The ideas that the protagonists of this work embody -apparently antagonistic-, on immortality, religions, justice, forgiveness and the destiny of Being, are confronted with a character who claims to be dead and resurrected.

Metaphysical comedy inspired by the American noir novel and the argumentative comedies of George Bernard Shaw, "El Botín, Ave Muerta Vuela Alto", represents the efforts of Lola and Guillermo to obtain a million dollars after long years of hypocrisy, intrigues and infidelities.

The clash of antagonistic visions of the world questions the prejudices and beliefs that our generation weaves around death.

Evoking the plot of "The Postman Rings Twice", Lola persuades Guillermo, an ex-mercenary, to assassinate her husband, Samuel, in order to inherit his estate.

The play begins 6 months after Samuel's murder, when Lola and Guillermo, fearing discovery, agree to receive a million dollars from Samuel's mother, Doña Norma, a sum of questionable origin to be delivered to a desolate place. , protected from the law. , in exchange for Lola's rights to inherit Samuel's estate, the "Ivy Heart" finca.
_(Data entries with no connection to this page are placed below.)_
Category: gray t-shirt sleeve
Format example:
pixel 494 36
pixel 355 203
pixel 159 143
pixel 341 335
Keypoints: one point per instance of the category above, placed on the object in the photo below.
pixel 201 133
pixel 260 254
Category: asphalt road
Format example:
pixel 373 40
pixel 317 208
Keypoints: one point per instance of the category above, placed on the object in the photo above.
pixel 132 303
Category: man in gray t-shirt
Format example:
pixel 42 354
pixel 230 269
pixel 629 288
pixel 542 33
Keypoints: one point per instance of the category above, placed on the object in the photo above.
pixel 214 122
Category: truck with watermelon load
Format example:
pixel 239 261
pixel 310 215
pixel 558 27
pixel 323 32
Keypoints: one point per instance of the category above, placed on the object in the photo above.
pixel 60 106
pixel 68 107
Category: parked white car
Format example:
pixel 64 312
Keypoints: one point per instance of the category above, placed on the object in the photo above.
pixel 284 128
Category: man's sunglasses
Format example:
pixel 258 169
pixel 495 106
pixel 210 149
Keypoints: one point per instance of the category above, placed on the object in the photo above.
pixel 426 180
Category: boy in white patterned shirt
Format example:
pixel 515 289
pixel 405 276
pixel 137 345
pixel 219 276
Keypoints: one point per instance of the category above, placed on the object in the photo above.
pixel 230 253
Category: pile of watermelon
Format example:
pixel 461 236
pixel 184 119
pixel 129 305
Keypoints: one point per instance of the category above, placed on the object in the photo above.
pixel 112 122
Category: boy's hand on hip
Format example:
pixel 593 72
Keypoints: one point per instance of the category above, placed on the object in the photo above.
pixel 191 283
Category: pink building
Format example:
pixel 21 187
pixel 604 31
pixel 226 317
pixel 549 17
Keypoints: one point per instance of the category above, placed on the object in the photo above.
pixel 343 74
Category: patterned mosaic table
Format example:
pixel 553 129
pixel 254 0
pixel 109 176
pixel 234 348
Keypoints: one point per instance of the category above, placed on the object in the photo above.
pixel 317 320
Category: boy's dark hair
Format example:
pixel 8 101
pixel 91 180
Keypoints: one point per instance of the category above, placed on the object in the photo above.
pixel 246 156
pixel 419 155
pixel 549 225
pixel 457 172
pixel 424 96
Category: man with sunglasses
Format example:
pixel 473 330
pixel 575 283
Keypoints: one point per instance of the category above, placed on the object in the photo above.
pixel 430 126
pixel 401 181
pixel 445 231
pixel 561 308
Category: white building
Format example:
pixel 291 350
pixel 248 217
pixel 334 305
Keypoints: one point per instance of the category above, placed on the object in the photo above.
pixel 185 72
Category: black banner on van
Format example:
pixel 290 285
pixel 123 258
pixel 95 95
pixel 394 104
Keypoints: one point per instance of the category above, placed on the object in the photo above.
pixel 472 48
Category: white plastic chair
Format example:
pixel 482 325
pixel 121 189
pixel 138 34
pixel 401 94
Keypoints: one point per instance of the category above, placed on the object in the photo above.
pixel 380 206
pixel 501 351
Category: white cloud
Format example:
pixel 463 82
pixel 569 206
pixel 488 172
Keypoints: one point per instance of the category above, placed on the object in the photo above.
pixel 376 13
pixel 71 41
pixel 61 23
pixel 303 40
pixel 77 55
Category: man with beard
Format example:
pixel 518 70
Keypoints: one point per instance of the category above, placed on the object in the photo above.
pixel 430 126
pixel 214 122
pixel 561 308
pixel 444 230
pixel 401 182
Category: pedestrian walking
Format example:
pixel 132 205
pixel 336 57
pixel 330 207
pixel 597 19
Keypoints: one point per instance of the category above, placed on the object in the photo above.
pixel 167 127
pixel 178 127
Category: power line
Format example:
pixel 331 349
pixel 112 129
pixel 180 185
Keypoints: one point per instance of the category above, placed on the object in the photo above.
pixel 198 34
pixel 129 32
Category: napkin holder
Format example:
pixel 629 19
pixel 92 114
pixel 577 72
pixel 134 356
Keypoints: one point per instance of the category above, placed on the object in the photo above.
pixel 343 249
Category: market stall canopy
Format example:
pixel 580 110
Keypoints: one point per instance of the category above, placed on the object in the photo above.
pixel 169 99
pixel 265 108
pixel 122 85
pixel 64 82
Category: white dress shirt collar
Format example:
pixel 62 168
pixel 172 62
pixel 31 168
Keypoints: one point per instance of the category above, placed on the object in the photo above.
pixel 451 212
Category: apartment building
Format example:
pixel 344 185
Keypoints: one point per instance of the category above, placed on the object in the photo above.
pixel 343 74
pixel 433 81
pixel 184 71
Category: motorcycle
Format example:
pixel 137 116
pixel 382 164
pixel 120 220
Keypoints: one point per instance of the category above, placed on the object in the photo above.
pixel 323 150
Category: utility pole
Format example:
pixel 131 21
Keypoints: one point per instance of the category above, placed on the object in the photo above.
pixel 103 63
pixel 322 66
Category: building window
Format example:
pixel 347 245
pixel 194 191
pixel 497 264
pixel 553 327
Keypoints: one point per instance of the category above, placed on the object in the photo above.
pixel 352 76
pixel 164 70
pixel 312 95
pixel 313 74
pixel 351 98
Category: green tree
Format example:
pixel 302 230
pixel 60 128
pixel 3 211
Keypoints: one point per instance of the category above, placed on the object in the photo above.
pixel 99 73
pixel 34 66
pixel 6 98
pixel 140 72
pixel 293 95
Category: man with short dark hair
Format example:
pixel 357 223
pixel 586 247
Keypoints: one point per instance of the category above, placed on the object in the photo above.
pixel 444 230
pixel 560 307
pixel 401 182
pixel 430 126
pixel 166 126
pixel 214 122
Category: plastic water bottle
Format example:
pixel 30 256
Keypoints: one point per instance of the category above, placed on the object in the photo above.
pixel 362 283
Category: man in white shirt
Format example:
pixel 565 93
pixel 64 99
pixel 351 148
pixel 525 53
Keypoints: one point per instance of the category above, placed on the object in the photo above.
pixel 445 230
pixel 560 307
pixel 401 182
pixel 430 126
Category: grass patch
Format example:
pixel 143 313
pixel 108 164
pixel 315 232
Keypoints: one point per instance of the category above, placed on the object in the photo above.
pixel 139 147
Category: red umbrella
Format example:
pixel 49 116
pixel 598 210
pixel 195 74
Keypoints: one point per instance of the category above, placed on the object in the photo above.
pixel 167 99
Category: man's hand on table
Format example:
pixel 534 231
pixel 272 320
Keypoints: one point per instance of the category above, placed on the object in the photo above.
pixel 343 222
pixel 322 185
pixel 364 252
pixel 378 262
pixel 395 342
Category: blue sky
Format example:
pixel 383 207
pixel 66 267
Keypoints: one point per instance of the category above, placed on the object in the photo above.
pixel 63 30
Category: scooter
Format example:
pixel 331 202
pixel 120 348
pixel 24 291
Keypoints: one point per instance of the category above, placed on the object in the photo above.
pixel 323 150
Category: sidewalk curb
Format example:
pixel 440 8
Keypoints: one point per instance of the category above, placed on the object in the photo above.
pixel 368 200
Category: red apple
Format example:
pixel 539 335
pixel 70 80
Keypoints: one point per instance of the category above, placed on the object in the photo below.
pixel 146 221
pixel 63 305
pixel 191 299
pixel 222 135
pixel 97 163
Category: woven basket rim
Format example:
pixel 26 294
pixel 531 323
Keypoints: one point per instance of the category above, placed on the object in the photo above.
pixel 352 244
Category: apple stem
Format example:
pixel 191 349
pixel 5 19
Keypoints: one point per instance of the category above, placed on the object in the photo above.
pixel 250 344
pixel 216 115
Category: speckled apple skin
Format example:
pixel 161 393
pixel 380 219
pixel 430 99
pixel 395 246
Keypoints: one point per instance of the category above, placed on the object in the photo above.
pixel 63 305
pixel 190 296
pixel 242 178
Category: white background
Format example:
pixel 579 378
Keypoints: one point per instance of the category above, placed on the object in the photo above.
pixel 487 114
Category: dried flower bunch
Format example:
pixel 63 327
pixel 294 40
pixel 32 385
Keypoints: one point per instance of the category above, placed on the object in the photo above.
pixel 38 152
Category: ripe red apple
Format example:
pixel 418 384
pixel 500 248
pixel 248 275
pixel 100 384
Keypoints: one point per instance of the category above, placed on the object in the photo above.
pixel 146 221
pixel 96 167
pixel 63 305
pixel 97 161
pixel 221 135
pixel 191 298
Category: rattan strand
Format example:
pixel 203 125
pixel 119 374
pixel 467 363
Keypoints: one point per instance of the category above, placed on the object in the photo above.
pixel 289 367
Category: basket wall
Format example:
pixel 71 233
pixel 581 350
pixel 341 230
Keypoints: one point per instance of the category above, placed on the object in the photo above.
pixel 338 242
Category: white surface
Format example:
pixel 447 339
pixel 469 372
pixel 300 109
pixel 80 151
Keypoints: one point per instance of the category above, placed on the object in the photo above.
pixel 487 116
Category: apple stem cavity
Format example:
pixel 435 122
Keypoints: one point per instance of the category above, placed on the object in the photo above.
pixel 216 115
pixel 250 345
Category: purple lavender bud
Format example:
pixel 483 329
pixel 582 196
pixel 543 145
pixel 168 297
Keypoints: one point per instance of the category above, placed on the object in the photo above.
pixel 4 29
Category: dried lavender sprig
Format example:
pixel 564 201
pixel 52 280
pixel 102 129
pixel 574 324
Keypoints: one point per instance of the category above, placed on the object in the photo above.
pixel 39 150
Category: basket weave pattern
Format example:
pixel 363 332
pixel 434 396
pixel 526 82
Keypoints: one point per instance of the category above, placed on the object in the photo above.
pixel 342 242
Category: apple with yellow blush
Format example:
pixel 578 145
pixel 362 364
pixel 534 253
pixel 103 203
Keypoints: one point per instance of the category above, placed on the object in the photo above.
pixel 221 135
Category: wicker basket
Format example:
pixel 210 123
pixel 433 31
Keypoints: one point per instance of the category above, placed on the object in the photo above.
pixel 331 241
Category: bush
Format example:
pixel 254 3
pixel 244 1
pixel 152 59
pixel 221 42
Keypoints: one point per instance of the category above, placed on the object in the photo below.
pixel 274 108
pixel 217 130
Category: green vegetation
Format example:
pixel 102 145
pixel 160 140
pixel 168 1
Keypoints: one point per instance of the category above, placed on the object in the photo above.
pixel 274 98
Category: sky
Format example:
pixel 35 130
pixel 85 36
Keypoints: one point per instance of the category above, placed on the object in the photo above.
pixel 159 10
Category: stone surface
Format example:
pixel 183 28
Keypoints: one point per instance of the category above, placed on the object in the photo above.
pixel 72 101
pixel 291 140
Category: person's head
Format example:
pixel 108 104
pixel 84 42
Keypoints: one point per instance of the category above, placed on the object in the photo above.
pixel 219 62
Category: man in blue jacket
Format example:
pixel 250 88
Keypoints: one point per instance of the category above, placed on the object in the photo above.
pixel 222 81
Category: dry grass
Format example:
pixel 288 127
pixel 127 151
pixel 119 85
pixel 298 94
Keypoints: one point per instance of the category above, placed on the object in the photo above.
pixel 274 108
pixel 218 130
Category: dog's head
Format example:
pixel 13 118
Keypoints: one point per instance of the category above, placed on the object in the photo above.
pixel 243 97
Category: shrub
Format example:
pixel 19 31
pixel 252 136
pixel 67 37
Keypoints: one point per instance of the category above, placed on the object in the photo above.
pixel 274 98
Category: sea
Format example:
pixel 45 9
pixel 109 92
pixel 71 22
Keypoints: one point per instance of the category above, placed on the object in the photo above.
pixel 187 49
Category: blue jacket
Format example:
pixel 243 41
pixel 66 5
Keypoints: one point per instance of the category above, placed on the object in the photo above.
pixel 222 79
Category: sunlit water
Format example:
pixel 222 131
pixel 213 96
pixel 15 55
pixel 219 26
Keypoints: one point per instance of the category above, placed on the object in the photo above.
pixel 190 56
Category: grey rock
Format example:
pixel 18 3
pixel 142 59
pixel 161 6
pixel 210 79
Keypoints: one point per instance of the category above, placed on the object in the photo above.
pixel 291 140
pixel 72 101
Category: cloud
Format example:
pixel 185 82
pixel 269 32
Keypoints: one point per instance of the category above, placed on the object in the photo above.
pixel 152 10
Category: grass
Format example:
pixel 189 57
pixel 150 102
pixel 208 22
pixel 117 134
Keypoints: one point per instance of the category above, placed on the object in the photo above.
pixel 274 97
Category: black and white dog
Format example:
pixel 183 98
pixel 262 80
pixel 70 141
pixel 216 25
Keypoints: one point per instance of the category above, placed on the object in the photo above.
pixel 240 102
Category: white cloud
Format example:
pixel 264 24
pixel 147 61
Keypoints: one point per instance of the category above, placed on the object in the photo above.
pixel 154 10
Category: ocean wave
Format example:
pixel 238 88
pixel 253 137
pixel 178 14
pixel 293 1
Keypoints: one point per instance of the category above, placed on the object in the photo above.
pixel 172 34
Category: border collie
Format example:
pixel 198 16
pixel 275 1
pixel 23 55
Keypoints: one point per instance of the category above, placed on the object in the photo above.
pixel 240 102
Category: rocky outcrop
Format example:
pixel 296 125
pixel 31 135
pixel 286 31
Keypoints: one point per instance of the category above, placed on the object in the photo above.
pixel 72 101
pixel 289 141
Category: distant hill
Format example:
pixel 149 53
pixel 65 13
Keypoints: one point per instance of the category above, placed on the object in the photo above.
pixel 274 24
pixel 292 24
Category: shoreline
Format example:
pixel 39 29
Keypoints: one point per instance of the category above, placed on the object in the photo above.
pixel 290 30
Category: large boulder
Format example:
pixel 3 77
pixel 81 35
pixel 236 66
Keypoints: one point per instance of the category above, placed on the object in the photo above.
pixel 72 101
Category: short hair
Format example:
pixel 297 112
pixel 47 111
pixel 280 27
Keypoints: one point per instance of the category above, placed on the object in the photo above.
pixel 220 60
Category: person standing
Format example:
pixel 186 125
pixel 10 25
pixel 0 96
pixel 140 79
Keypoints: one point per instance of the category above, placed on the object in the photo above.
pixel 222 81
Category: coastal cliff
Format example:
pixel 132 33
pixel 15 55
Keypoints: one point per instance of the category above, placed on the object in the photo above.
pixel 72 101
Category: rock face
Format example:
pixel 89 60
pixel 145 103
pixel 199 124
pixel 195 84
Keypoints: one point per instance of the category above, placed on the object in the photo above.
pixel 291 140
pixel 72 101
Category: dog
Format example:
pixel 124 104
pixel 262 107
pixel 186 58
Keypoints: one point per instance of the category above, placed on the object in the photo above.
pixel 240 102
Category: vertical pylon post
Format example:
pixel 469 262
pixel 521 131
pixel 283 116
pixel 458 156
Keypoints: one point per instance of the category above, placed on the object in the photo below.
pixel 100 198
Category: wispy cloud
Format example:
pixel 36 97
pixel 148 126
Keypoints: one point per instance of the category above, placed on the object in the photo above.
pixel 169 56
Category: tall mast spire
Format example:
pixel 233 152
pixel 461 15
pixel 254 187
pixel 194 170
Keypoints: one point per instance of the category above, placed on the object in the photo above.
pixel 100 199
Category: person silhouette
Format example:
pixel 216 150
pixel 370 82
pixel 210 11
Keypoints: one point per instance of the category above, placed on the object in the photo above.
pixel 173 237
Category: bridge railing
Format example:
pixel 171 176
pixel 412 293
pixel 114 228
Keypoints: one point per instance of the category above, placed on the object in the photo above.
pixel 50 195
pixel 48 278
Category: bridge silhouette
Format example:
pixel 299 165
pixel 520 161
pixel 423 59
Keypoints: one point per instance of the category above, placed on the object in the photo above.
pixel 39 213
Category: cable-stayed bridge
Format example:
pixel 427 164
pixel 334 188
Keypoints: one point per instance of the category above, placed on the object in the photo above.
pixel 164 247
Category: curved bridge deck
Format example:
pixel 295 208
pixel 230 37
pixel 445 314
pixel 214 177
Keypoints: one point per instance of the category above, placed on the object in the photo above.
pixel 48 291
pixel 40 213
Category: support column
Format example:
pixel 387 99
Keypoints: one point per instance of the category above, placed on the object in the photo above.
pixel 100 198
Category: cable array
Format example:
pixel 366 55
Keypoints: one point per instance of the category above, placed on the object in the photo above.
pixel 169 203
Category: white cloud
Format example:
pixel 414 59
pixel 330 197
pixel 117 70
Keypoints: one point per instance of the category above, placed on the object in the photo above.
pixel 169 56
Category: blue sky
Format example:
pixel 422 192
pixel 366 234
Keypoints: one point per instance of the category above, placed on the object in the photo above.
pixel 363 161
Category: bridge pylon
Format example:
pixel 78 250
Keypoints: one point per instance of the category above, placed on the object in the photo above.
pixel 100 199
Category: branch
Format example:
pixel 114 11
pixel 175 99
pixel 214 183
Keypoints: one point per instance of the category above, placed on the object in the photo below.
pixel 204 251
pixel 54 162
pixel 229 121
The sudden appearance of Samuel, who claims to have resurrected to persuade his mother not to commit a crime, drives Lola and Guillermo into terror bordering on madness.

Their conflict becomes metaphysical, shaking up old prejudices about profit and revenge.

HUGO. - The phrase "dead bird flies high" alludes to a vision I had in Thebes while reading "The Book of the Dead", an Egyptian religious text that prefigures the 10 commandments of the Old Testament in the history of religions.

Three of his characters risk everything for a sum of money; the intensity of their hatred contrasts with the seemingly prophetic tone of the risen Samuel.

The clash of antagonistic visions of the world questions the prejudices and beliefs that our generation weaves around death:

Is it possible to resuscitate?

And if that happened, as in "El Botín", how would humanity react?

How to reconcile the dogmas of different religions, from reincarnation to redemption, from revenge to punishment or forgiveness?

The complexities, beliefs and contradictions of the characters of "El Botín" show the power and ambition that society itself cultivates.

The title of "El Botín, Ave Muerta Vuela Alto" was also inspired by an urban mural in Palermo that depicted a dead bird.

The expression:

"FLY HIGH"

For the ancient Egyptians, the soul turned into a bird after the death of the body. Diagram from the EGYPTIAN BOOK OF THE DEAD (London: Penguin, 2008)

It has established itself as an expression of condolence, a poetic and hopeful way of facing death.

El Botín is a mixture of genres and styles, with interpretations that will vary according to the concerns of the viewer: thriller for a Black Novel filmmaker, metaphysical discussion for a theologian, religious farce for an agnostic.

I personified the character of Samuel, the risen.

The passion for the feelings and the stories of the beings that I have met over the days is the source of my passion for the theater. Someone recently told me:

‘Do you do theatre? Don't you know that when actors give up being themselves, they stop living their thing?

To which I replied: 'On the contrary, the actor never ceases to be himself, only now he is a being who lives intensely, literally in his skin, the emotions that the playwright and the director of the room recreate, synthesize and transmit. an act of communion with the viewer.'

The theatre, and sometimes the cinema, is the space in which the whole public lives, for a few precious and brief moments, in the world of truth, that is to say in the Kingdom of Heaven.